König Philipp. Was sagst du denn, Junge? Sieh der Princeßin ins Gesicht.

Ludwig. Ich thu es, Sire, und ich find' in ihren Augen ein Wunderwerk, oder doch eine wunderbare Erscheinung, meinen eignen Schatten in ihren Augen abgebildet, der, ob er gleich nur der Schatten euers Sohnes ist, eine Sonne wird, und euern Sohn zu einem Schatten macht. Ich versichre euch, ich liebte mich selbst noch nie bis izt, da ich mich selbst in der schmeichelnden Tafel ihres Auges abgerissen finde.

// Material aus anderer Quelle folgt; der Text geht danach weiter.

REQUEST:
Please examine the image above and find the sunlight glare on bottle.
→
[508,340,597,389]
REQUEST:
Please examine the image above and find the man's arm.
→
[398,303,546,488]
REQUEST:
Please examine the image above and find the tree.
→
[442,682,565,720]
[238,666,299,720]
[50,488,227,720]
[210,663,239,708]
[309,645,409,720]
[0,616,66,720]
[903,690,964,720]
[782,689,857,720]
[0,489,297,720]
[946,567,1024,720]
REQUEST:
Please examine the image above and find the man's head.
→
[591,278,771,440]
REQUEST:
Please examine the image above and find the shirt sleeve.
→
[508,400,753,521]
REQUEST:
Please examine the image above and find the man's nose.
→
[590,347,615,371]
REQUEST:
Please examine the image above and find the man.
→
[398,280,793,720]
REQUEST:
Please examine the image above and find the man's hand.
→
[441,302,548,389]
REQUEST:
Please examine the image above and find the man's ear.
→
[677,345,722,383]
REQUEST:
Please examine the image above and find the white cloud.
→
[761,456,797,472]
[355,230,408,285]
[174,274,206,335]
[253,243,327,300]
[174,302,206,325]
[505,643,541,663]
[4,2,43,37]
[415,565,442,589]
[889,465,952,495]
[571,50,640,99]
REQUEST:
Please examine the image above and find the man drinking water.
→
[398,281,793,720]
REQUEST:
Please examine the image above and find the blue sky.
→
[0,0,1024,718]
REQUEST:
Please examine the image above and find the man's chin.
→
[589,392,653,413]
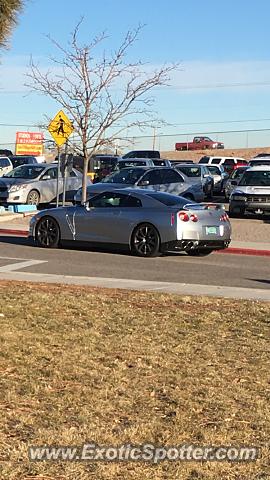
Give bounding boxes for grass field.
[0,282,270,480]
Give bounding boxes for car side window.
[120,195,142,208]
[44,168,57,180]
[138,169,162,186]
[161,169,184,184]
[89,192,136,208]
[223,158,235,166]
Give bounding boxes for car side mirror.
[138,180,150,187]
[83,200,94,212]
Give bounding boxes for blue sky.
[0,0,270,147]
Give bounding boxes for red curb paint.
[0,228,29,237]
[0,228,270,257]
[215,247,270,257]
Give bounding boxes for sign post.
[48,110,74,207]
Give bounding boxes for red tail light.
[178,212,189,222]
[178,212,198,222]
[220,213,229,222]
[190,213,198,222]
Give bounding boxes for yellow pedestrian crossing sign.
[48,110,74,147]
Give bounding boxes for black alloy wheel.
[131,223,160,257]
[35,217,60,248]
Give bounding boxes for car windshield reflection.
[101,168,145,185]
[5,165,44,180]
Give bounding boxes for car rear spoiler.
[184,203,225,210]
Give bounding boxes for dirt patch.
[0,282,270,480]
[161,147,270,162]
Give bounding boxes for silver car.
[74,167,204,204]
[229,166,270,217]
[174,163,214,198]
[29,189,231,257]
[224,166,248,200]
[207,165,229,193]
[0,163,85,205]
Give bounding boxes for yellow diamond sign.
[48,110,74,147]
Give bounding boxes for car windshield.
[249,159,270,167]
[177,166,201,178]
[118,160,149,169]
[231,167,246,179]
[5,165,45,180]
[207,165,220,175]
[145,192,193,208]
[239,170,270,187]
[101,168,145,185]
[199,157,210,163]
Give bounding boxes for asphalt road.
[0,236,270,293]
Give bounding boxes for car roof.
[118,157,154,163]
[247,165,270,172]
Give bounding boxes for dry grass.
[0,282,270,480]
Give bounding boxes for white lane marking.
[0,257,48,272]
[0,269,270,302]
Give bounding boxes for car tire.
[26,190,40,205]
[131,223,160,257]
[183,193,194,202]
[206,187,214,200]
[35,216,60,248]
[186,248,213,257]
[229,208,245,218]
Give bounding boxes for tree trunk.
[81,157,89,204]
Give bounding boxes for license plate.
[206,227,219,235]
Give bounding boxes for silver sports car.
[29,189,231,257]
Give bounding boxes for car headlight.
[232,195,247,202]
[8,183,28,193]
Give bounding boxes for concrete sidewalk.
[0,214,270,256]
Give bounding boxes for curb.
[215,247,270,257]
[0,228,29,237]
[0,228,270,257]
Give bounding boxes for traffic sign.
[48,110,74,147]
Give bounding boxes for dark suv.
[122,150,160,159]
[9,155,38,168]
[0,148,13,157]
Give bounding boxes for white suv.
[0,157,13,177]
[199,155,248,173]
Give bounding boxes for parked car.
[174,164,214,198]
[254,152,270,158]
[0,164,85,205]
[152,158,173,167]
[224,166,248,200]
[116,158,155,170]
[0,157,13,177]
[74,167,204,204]
[29,189,231,257]
[206,165,229,194]
[170,159,194,166]
[122,150,160,159]
[199,155,248,174]
[248,155,270,167]
[0,148,13,157]
[175,137,224,150]
[9,155,39,168]
[229,166,270,216]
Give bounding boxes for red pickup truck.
[175,137,224,150]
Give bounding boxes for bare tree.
[0,0,23,48]
[27,20,176,202]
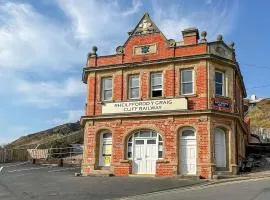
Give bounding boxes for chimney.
[182,27,200,45]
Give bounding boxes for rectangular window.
[102,77,112,101]
[151,72,162,97]
[181,69,193,95]
[129,75,140,99]
[215,71,225,96]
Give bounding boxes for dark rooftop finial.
[201,31,207,42]
[229,42,234,49]
[217,35,223,41]
[92,46,98,55]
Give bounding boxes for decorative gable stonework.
[133,44,157,56]
[129,13,160,35]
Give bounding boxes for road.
[0,163,202,200]
[122,178,270,200]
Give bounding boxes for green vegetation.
[6,122,83,149]
[248,98,270,128]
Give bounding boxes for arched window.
[127,130,163,160]
[99,132,112,166]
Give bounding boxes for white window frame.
[180,69,194,95]
[128,74,140,99]
[101,76,113,101]
[215,70,226,97]
[150,72,163,98]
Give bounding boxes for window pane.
[182,70,193,82]
[182,83,193,94]
[128,145,132,152]
[152,85,162,90]
[216,83,223,96]
[128,152,132,158]
[152,132,157,137]
[103,133,112,138]
[158,151,163,158]
[103,78,112,90]
[104,90,112,100]
[129,75,139,88]
[147,140,156,144]
[215,72,223,83]
[140,131,151,137]
[130,88,139,98]
[135,140,144,144]
[152,90,162,97]
[151,73,162,86]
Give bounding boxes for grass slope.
[6,122,83,148]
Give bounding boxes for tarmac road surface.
[0,163,203,200]
[122,178,270,200]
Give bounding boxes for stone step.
[89,169,114,176]
[214,171,232,175]
[213,175,238,179]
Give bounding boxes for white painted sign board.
[102,98,187,114]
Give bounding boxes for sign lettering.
[102,98,187,114]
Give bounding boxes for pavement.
[119,177,270,200]
[0,162,205,200]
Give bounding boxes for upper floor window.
[128,75,140,99]
[215,71,225,96]
[181,69,194,95]
[102,77,112,101]
[151,72,162,97]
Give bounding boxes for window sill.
[120,160,132,163]
[215,95,231,100]
[156,158,169,163]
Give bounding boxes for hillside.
[248,98,270,128]
[6,122,83,148]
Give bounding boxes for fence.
[0,146,83,166]
[0,149,28,163]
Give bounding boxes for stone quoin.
[81,13,248,179]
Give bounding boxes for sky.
[0,0,270,144]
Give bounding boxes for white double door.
[133,138,158,174]
[179,139,197,175]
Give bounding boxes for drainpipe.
[233,71,239,165]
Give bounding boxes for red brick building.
[81,14,247,178]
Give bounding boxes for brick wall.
[82,117,210,178]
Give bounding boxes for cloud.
[152,0,239,40]
[0,2,85,72]
[0,0,238,111]
[49,110,84,125]
[57,0,142,47]
[16,77,85,108]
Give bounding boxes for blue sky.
[0,0,270,144]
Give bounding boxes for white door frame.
[99,132,112,167]
[214,128,227,168]
[131,130,163,174]
[178,127,197,175]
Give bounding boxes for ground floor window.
[99,132,112,166]
[214,128,227,168]
[178,127,197,175]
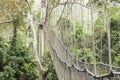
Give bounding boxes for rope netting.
[46,0,120,80]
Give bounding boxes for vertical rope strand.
[90,0,96,75]
[104,0,112,71]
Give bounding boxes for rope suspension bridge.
[41,0,120,80]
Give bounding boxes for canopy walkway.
[42,0,120,80]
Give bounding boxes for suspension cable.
[90,0,96,75]
[104,0,112,71]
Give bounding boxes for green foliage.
[0,35,39,80]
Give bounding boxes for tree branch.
[0,20,13,24]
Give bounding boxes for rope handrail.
[46,29,120,79]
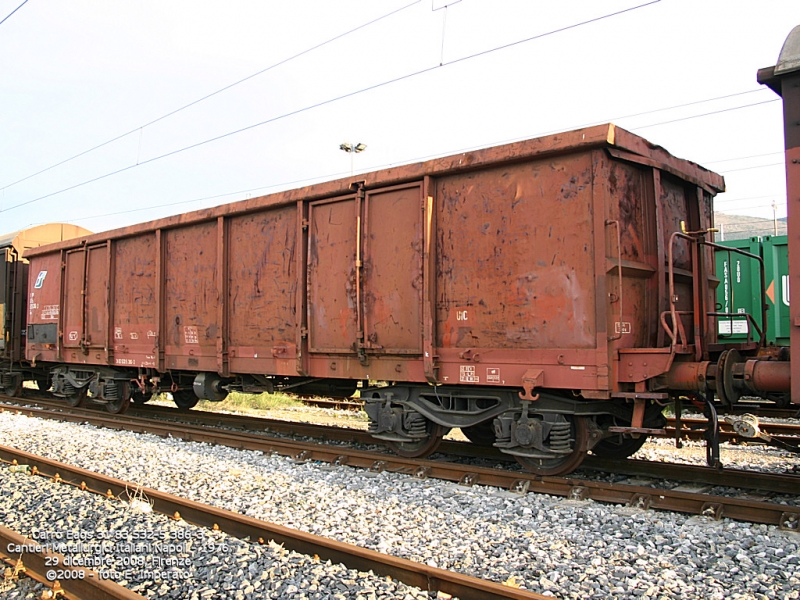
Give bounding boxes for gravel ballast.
[0,413,800,599]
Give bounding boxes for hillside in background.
[714,212,786,241]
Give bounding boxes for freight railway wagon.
[21,125,788,474]
[0,223,91,395]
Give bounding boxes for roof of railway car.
[0,223,92,253]
[25,123,725,257]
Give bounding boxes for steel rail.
[0,400,800,529]
[0,446,547,600]
[0,525,144,600]
[6,395,800,445]
[0,396,800,494]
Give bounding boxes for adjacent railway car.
[0,223,91,395]
[21,125,787,474]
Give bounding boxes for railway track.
[0,446,546,600]
[9,394,800,448]
[0,398,800,530]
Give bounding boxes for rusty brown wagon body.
[27,125,788,473]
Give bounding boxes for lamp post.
[339,142,367,177]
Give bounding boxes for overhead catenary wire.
[0,0,422,190]
[0,0,661,213]
[29,99,783,227]
[0,0,28,25]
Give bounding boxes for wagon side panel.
[112,233,158,367]
[163,221,221,372]
[25,252,63,362]
[227,205,297,375]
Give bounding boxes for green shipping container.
[716,235,789,346]
[761,235,789,346]
[716,236,762,343]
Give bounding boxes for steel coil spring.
[549,423,572,452]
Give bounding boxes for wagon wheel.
[64,386,87,408]
[461,419,497,447]
[106,381,131,415]
[131,385,153,404]
[386,419,444,458]
[514,415,589,476]
[172,390,200,410]
[3,373,22,398]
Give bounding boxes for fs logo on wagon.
[33,271,47,290]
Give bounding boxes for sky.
[0,0,800,233]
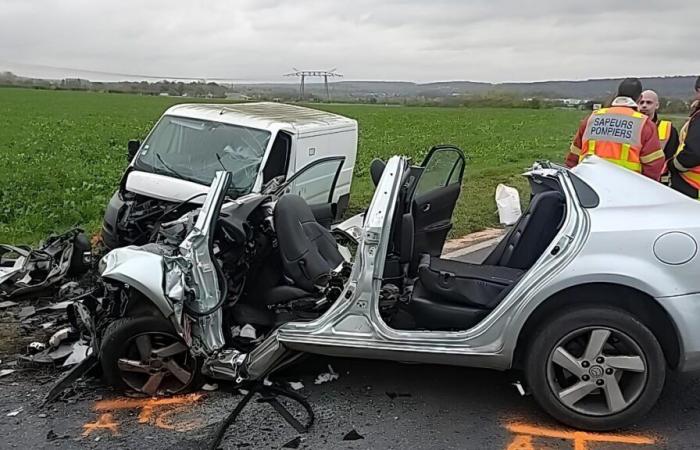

Blanca (zu Ludwig.) Meines Oheims Wille ist in dieser Sache der meinige; was er nur immer an euch sehen mag, das ihm gefällt, dieses Etwas, das ihm gefällt, kan ich ohne Mühe zu meinem Willen übertragen; oder, um eigentlicher zu reden, wenn ihr wollt, kan ich es leicht meiner Liebe aufnöthigen. Milord, ohne euch über alles was ich liebenswürdiges an euch sehe, zu schmeicheln, will ich nur soviel sagen, daß ich nichts an euch sehe, was, wenn gleich die Tadelsucht selbst Richter seyn sollte, einiges Hasses würdig wäre.

König Johann. Was sagen diese jungen Leute? Was sagt ihr, meine Nichte?

Blanca. Daß ihre Ehre sie verbindet, alles zu thun, was eurer Klugheit ihr zu befehlen belieben wird.

König Johann. Redet dann, Prinz Dauphin, könnt ihr diese Lady lieben?

Ludwig. Fragt mich vielmehr, ob es mir möglich sey, sie nicht zu lieben; denn ich liebe sie im höchsten Grade.

König Johann. So geb' ich dir also Volquessen, Touraine, Maine, Poitiers und Anjou, diese fünf Provinzen, mit ihr; und über dieses noch die volle Summe von dreyßigtausend Mark Englischen Geldes. Philipp von Frankreich, wenn du damit zufrieden bist, so befiehl deinem Sohn und deiner Tochter einander die Hände zu geben.

König Philipp. Wir sind es vollkommen zufrieden, ihr jungen Prinzen, vereinigst eure Hände.

Östreich. Und eure Lippen dazu; denn ich erinnre michs noch wohl daß ich es so machte, wie ich das erstemal versprochen wurde.

König Philipp. Nun, ihr Bürger von Angiers, öffnet eure Thore, um die Freundschaft einzulassen die ihr gestiftet habt, damit ohne Verzug diese Vermählung in St. Martins Capelle sollennisirt werden könne. Ist die Lady Constantia nicht in dieser Gesellschaft? Doch sie kan nicht hier seyn; ihre Gegenwart würde diesem neugeschloßnen Verglich ein starkes Hinderniß in den Weg gelegt haben. Wo ist sie, und ihr Sohn, wer kan es mir sagen?

Ludwig. Sie sizt voll Traurigkeit und Unwillen in Eurer Majestät Gezelt.